ABSTRACT

In these societies and museums, geology became the central recreation. It was then rising to the heights of social and intellectual fashion as it was affordable, universally available, politically and religiously neutral (in a time of revolutionary concerns), easily preserved and built from the extraordinary remains of animals of mythological proportions. The Yorkshire public was suddenly being exposed to a much deeper past which linked a history of Norman churches and legendary kings, to a time when hyenas and elephants roamed the local hills, and back still further to a time of tropical ferns and giant monsters. Geology could also claim practical value from the discoveries of engineer and mineral surveyor, William Smith, who, in the late eighteenth century, found that rocks had a natural order and that each contained its own peculiar fossils. However, the task of realising the full potential of Smith’s discovery still remained unfinished when Smith arrived in Yorkshire at that moment when the philosophical societies were being born.
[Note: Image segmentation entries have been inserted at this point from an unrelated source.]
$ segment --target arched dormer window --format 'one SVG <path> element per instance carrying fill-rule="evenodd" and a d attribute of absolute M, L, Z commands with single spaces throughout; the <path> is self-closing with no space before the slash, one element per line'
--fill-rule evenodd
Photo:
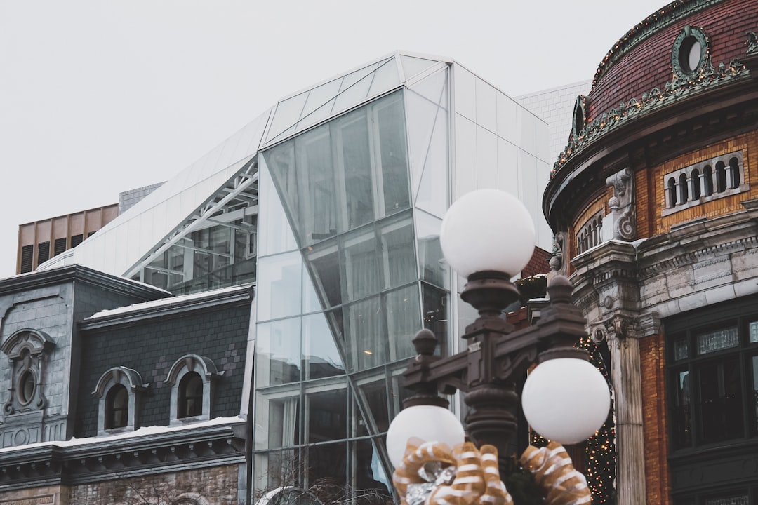
<path fill-rule="evenodd" d="M 143 382 L 136 370 L 126 366 L 114 366 L 100 376 L 92 392 L 100 398 L 98 435 L 139 428 L 142 394 L 149 385 Z"/>
<path fill-rule="evenodd" d="M 12 374 L 11 397 L 3 406 L 5 414 L 39 410 L 47 404 L 42 378 L 45 358 L 55 347 L 47 333 L 28 328 L 14 332 L 0 346 L 11 361 Z"/>
<path fill-rule="evenodd" d="M 222 375 L 204 356 L 187 354 L 177 360 L 165 381 L 172 386 L 171 424 L 211 419 L 213 382 Z"/>

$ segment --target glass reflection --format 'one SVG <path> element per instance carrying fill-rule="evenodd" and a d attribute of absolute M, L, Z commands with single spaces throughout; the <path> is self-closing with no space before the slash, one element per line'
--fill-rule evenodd
<path fill-rule="evenodd" d="M 345 373 L 324 314 L 302 318 L 302 341 L 305 379 L 332 377 Z"/>
<path fill-rule="evenodd" d="M 305 392 L 308 443 L 347 438 L 347 394 L 340 389 Z"/>
<path fill-rule="evenodd" d="M 286 384 L 300 380 L 300 318 L 258 325 L 256 384 Z"/>

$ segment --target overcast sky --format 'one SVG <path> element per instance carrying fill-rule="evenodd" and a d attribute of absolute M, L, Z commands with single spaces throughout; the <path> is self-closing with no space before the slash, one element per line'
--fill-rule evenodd
<path fill-rule="evenodd" d="M 165 180 L 277 98 L 396 50 L 511 96 L 591 79 L 660 0 L 0 0 L 0 277 L 18 225 Z"/>

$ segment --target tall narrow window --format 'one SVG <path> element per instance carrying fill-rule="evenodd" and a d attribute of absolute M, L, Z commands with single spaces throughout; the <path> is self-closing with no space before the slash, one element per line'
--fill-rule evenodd
<path fill-rule="evenodd" d="M 129 417 L 129 391 L 122 384 L 111 388 L 105 395 L 105 429 L 124 428 Z"/>
<path fill-rule="evenodd" d="M 148 386 L 136 370 L 126 366 L 114 366 L 100 376 L 92 392 L 100 399 L 98 435 L 139 428 L 140 400 Z"/>
<path fill-rule="evenodd" d="M 713 194 L 713 169 L 710 165 L 706 165 L 703 169 L 703 194 L 705 196 Z"/>
<path fill-rule="evenodd" d="M 716 164 L 716 190 L 719 193 L 726 191 L 726 169 L 723 161 Z"/>
<path fill-rule="evenodd" d="M 179 383 L 179 408 L 177 416 L 193 417 L 202 414 L 202 379 L 190 372 Z"/>

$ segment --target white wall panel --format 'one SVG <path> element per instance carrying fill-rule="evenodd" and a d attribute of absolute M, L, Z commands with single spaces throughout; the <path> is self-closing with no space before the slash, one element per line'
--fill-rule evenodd
<path fill-rule="evenodd" d="M 453 64 L 455 111 L 471 121 L 476 120 L 476 77 L 460 65 Z"/>
<path fill-rule="evenodd" d="M 497 90 L 476 78 L 476 123 L 490 132 L 497 132 Z"/>
<path fill-rule="evenodd" d="M 476 189 L 476 125 L 456 114 L 456 165 L 453 169 L 453 200 Z"/>
<path fill-rule="evenodd" d="M 503 93 L 497 93 L 497 136 L 512 144 L 518 142 L 516 102 Z"/>
<path fill-rule="evenodd" d="M 477 188 L 497 188 L 497 137 L 481 126 L 476 128 Z"/>

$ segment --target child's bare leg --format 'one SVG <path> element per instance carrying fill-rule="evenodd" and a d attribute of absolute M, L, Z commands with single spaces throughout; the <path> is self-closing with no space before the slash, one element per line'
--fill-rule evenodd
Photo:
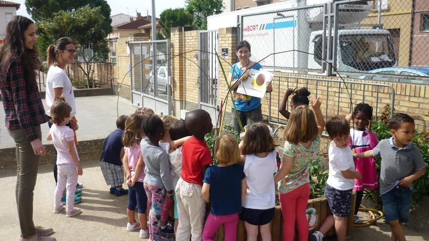
<path fill-rule="evenodd" d="M 177 232 L 177 227 L 179 226 L 179 220 L 177 219 L 175 219 L 175 233 Z"/>
<path fill-rule="evenodd" d="M 146 211 L 146 212 L 148 211 Z M 133 214 L 134 216 L 134 214 Z M 140 222 L 140 226 L 143 230 L 147 229 L 147 218 L 146 218 L 146 213 L 139 213 L 137 215 L 138 217 L 138 222 Z"/>
<path fill-rule="evenodd" d="M 252 225 L 244 222 L 244 227 L 246 228 L 246 237 L 247 241 L 256 241 L 258 239 L 258 226 Z"/>
<path fill-rule="evenodd" d="M 271 222 L 259 226 L 259 231 L 262 241 L 271 241 Z"/>
<path fill-rule="evenodd" d="M 390 230 L 392 230 L 390 241 L 406 241 L 404 229 L 402 228 L 402 224 L 399 222 L 399 220 L 390 222 L 389 226 L 390 226 Z"/>
<path fill-rule="evenodd" d="M 134 223 L 136 222 L 136 217 L 134 216 L 134 210 L 131 210 L 127 208 L 127 216 L 128 218 L 128 222 L 130 223 Z"/>
<path fill-rule="evenodd" d="M 323 237 L 326 236 L 326 233 L 332 228 L 335 224 L 335 220 L 333 215 L 329 215 L 325 219 L 322 225 L 319 228 L 319 232 L 322 233 Z"/>
<path fill-rule="evenodd" d="M 335 232 L 338 241 L 346 241 L 346 232 L 347 228 L 347 218 L 333 216 L 335 220 Z"/>

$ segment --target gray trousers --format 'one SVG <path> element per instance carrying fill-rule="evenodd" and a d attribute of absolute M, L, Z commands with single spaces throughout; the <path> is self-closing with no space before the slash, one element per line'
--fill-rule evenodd
<path fill-rule="evenodd" d="M 237 117 L 235 115 L 235 111 L 234 109 L 231 110 L 232 112 L 231 114 L 231 122 L 232 122 L 233 127 L 238 132 L 241 132 L 240 130 L 240 125 L 238 124 L 238 121 L 237 120 Z M 238 113 L 238 118 L 240 118 L 241 121 L 241 125 L 243 127 L 247 125 L 259 122 L 262 120 L 262 111 L 261 109 L 261 106 L 249 111 L 237 111 Z"/>
<path fill-rule="evenodd" d="M 41 140 L 40 126 L 33 127 Z M 8 130 L 15 142 L 17 155 L 17 187 L 15 190 L 18 217 L 22 237 L 27 238 L 36 233 L 33 222 L 33 191 L 37 178 L 40 156 L 35 155 L 30 141 L 22 129 Z"/>

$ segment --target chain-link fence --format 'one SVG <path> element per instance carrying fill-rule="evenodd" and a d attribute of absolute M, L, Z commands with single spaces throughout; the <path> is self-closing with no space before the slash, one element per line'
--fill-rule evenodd
<path fill-rule="evenodd" d="M 129 45 L 133 104 L 154 107 L 156 112 L 164 114 L 171 111 L 169 41 L 138 41 Z"/>
<path fill-rule="evenodd" d="M 241 39 L 250 43 L 252 59 L 264 66 L 321 70 L 314 56 L 307 53 L 314 51 L 310 44 L 314 38 L 312 32 L 322 34 L 323 14 L 323 6 L 319 6 L 244 15 Z"/>
<path fill-rule="evenodd" d="M 392 80 L 429 83 L 427 0 L 338 0 L 242 15 L 240 21 L 240 40 L 266 67 L 336 70 L 375 80 L 372 74 L 393 74 L 402 77 Z"/>

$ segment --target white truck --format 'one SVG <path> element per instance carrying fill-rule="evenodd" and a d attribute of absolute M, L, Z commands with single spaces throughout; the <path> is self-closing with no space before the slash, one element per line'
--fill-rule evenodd
<path fill-rule="evenodd" d="M 287 1 L 214 15 L 207 18 L 208 29 L 236 27 L 237 19 L 241 19 L 242 33 L 237 34 L 250 43 L 253 60 L 276 69 L 320 72 L 323 62 L 324 9 L 311 6 L 332 1 Z M 306 6 L 309 7 L 296 8 Z M 371 8 L 370 2 L 365 1 L 339 5 L 336 66 L 339 71 L 366 72 L 396 65 L 389 31 L 380 26 L 360 24 Z M 326 41 L 327 35 L 325 37 Z M 304 53 L 278 54 L 292 50 Z M 266 58 L 273 53 L 276 54 Z"/>

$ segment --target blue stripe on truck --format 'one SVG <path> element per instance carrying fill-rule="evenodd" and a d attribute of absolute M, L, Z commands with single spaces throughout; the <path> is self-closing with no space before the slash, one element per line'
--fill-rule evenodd
<path fill-rule="evenodd" d="M 267 23 L 265 25 L 265 30 L 273 29 L 273 23 Z M 279 28 L 286 28 L 296 27 L 296 20 L 293 20 L 292 21 L 286 21 L 284 22 L 276 22 L 275 27 L 276 29 Z"/>

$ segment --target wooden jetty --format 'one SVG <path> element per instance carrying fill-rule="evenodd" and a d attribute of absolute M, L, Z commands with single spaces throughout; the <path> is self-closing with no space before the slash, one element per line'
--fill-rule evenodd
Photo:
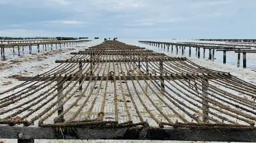
<path fill-rule="evenodd" d="M 60 49 L 61 49 L 61 46 L 65 47 L 65 46 L 68 47 L 74 45 L 78 45 L 83 42 L 88 42 L 90 40 L 65 40 L 65 41 L 47 41 L 47 42 L 40 42 L 35 43 L 12 43 L 8 44 L 0 44 L 0 48 L 1 51 L 1 57 L 5 59 L 6 58 L 5 54 L 5 48 L 13 48 L 13 53 L 14 54 L 15 49 L 16 49 L 18 50 L 18 55 L 20 56 L 20 50 L 21 47 L 22 47 L 22 52 L 24 52 L 24 48 L 28 47 L 30 54 L 32 54 L 32 47 L 36 47 L 38 53 L 39 53 L 40 46 L 43 45 L 42 50 L 47 51 L 47 47 L 49 46 L 51 46 L 51 50 L 53 49 L 53 45 L 55 45 L 55 49 L 57 49 L 57 46 L 60 46 Z"/>
<path fill-rule="evenodd" d="M 0 93 L 0 138 L 256 141 L 256 86 L 229 73 L 118 41 L 56 62 Z"/>
<path fill-rule="evenodd" d="M 176 54 L 178 53 L 178 47 L 181 47 L 182 50 L 182 55 L 184 50 L 185 50 L 186 46 L 189 47 L 189 56 L 191 57 L 191 47 L 196 48 L 196 54 L 197 55 L 198 58 L 200 58 L 200 47 L 203 48 L 203 58 L 205 58 L 205 49 L 208 49 L 209 50 L 209 60 L 214 60 L 214 53 L 215 50 L 216 51 L 223 51 L 223 63 L 226 64 L 226 51 L 233 51 L 235 53 L 238 53 L 237 56 L 237 65 L 238 67 L 240 66 L 240 57 L 241 53 L 243 53 L 243 67 L 246 68 L 246 53 L 255 53 L 255 50 L 251 50 L 251 47 L 256 47 L 256 45 L 242 45 L 240 44 L 240 43 L 235 43 L 235 44 L 217 44 L 217 43 L 202 43 L 202 42 L 179 42 L 177 43 L 174 42 L 155 42 L 155 41 L 139 41 L 139 42 L 148 44 L 149 45 L 161 45 L 161 47 L 164 45 L 164 47 L 165 48 L 165 45 L 166 45 L 168 50 L 168 47 L 172 46 L 172 52 L 173 46 L 175 46 L 176 47 Z M 245 52 L 243 52 L 245 51 Z"/>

Possessing unique knowledge, Smith, with his eloquent ward and nephew John Phillips, gave evangelising

lectures to the county’s societies, and utterly transformed them. The rich fossil wealth of the region, so long admired but hardly exploited, was in that moment altered. It now had immense cultural value – fossils were now objects of new knowledge, not simply records of the Biblical Flood or, mythology, or folklore. Most famed of all was the small coastal town of Whitby known for its snakestone ammonites, and its extinct fossil reptiles: the dolphin-like ichthyosaurs, the oldest known crocodiles and the most extraordinary of all animals, living or dead, the long-necked plesiosaurs. However, most of these still lay in the cliffs; there were no public displays.